Simply taxing share buy-backs to put them on a level playing field with dividends would make a substantial difference. Since the only money going to buy-backs (and dividends for that matter) is income which the corporation can’t find a more productive way to redeploy, it won’t weaken corporations themselves at all. Instead, they’ll be incentivized to either reinvest their capital (which would at least partially include reinvesting in workers’ salaries); elsewise, they can continue to return capital to shareholders via buy-backs. In the latter case, government revenues grow, which can then be redistributed to the workers who aren’t being adequately compensated by buy-back funding corporations.
Thank you, WMD, your last sentence gave me my morning’s macro laugh.
The premise of greedflation reminds me of the Lamar Jackson controversy. Ostensibly, every NFL team is competing with one another for talent.
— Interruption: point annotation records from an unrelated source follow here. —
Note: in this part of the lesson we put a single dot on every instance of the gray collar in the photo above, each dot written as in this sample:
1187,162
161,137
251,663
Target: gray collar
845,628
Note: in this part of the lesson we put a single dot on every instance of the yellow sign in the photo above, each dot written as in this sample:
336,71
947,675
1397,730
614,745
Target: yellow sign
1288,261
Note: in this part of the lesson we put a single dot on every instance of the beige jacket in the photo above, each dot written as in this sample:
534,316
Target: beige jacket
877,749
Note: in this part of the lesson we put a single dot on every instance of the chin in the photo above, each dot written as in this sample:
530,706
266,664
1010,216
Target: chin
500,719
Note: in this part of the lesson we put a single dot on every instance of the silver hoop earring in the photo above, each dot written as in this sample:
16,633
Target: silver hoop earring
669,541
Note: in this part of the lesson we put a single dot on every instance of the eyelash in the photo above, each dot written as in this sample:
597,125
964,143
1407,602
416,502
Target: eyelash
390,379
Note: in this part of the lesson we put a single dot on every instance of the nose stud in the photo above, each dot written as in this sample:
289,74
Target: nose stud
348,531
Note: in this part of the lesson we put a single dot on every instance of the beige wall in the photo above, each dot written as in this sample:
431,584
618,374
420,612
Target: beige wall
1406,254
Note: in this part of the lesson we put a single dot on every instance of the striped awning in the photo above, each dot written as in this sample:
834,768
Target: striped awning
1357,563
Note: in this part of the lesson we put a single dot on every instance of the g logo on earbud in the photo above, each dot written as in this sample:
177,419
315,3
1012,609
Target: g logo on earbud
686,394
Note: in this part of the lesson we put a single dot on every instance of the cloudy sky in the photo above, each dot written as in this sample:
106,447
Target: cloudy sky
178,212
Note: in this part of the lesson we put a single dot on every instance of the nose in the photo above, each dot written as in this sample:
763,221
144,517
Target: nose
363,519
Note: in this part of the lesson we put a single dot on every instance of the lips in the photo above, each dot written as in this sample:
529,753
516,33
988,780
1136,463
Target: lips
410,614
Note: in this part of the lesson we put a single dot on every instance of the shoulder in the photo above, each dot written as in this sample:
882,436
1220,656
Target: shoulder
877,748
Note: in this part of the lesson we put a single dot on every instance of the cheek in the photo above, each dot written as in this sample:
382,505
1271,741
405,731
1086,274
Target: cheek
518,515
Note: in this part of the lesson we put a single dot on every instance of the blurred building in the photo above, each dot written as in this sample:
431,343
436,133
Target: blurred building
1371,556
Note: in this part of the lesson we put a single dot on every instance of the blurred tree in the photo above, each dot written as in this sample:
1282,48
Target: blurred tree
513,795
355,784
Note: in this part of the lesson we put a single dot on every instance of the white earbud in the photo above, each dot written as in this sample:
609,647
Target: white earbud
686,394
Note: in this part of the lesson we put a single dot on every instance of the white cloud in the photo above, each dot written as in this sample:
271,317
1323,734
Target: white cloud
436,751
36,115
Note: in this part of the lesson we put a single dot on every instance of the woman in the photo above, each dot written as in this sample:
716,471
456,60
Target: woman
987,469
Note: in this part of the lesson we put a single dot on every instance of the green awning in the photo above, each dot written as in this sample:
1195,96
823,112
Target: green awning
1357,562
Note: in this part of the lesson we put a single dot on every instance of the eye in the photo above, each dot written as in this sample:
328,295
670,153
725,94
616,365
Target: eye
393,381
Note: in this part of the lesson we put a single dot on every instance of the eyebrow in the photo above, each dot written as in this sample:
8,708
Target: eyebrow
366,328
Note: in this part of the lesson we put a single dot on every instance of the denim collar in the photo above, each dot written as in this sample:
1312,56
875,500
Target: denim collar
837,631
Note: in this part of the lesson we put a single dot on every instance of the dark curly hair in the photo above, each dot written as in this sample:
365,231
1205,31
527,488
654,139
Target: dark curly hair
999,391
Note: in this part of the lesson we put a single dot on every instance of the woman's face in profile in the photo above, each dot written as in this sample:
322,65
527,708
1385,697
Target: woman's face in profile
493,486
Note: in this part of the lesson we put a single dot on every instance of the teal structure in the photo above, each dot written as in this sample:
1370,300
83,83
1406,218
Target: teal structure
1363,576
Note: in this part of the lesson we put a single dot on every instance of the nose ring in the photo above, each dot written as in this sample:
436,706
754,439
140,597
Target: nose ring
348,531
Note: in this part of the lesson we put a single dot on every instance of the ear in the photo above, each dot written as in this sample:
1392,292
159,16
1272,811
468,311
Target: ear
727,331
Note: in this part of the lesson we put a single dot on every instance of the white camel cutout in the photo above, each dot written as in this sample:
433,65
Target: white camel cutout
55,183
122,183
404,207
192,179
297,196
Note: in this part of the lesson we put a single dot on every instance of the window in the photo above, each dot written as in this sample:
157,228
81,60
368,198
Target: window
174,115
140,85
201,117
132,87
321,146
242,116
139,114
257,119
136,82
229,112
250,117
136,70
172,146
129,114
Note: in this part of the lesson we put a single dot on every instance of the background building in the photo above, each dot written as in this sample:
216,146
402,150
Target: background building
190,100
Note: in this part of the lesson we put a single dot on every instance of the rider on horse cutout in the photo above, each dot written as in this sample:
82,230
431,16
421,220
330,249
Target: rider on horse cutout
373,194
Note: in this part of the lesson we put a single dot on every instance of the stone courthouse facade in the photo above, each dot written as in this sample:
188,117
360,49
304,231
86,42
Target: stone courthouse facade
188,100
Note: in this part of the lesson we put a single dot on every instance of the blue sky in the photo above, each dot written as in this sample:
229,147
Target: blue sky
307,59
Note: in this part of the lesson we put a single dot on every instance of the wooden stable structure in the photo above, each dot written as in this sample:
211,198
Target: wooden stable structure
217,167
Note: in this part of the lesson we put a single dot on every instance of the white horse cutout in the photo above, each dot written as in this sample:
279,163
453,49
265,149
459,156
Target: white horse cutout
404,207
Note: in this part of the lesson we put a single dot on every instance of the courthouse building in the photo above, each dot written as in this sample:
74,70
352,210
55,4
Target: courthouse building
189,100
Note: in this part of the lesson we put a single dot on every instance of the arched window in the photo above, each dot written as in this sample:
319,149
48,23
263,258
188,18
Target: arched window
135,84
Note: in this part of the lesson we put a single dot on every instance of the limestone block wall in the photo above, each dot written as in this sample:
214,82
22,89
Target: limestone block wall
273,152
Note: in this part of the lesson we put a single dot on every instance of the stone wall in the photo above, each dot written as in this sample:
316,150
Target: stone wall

In reality, they’re all on the same team.
Stamping out anticompetitive practices seems in order, though there doesn’t appear to be much stomach for it.
I despise social media, but I immediately read every New Yorker article online.
People need to be willing to change their spending habits or companies will continue to raise prices until their profits fall. I have noticed in my grocery shopping that the large name brands such as Coke, Pepsi, all large snack brands, all large cereal brands have raised their prices well in excess of inflation or their rise in costs. The store brands and the smaller brands (a lot of these are actually good quality) have raised their prices more in line with inflation and in some cases less. I really started paying more attention to my shopping habits in the last year, and I have actually cut my grocery bill by smarter shopping. But I also have to do more work (not much) in selecting products and do some more preparing of my own food. I own a house, so my payments have not gone up. But car insurance has skyrocketed if you remain with your current provider. but if you switch, you can get rates that are 20% lower as a teaser rate. Then they will jack it up the following year. then switch again. same thing for cell phone, streaming services. have to be willing to switch to get better pricing, and then switch again when you come off the teaser rate. If you want to travel, you are probably out of luck. I don’t understand why people are willing to pay so much, but that’s just the way it is. anywhere anyone wants to go is very expensive. you can probably find some out of the way places for much cheaper but there is probably a reason people don’t go there. and people could cut down on their gasoline cost by just slowing down to the speed limit and keeping tires inflated. can reduce gas usage by 30% just by changing driving habits.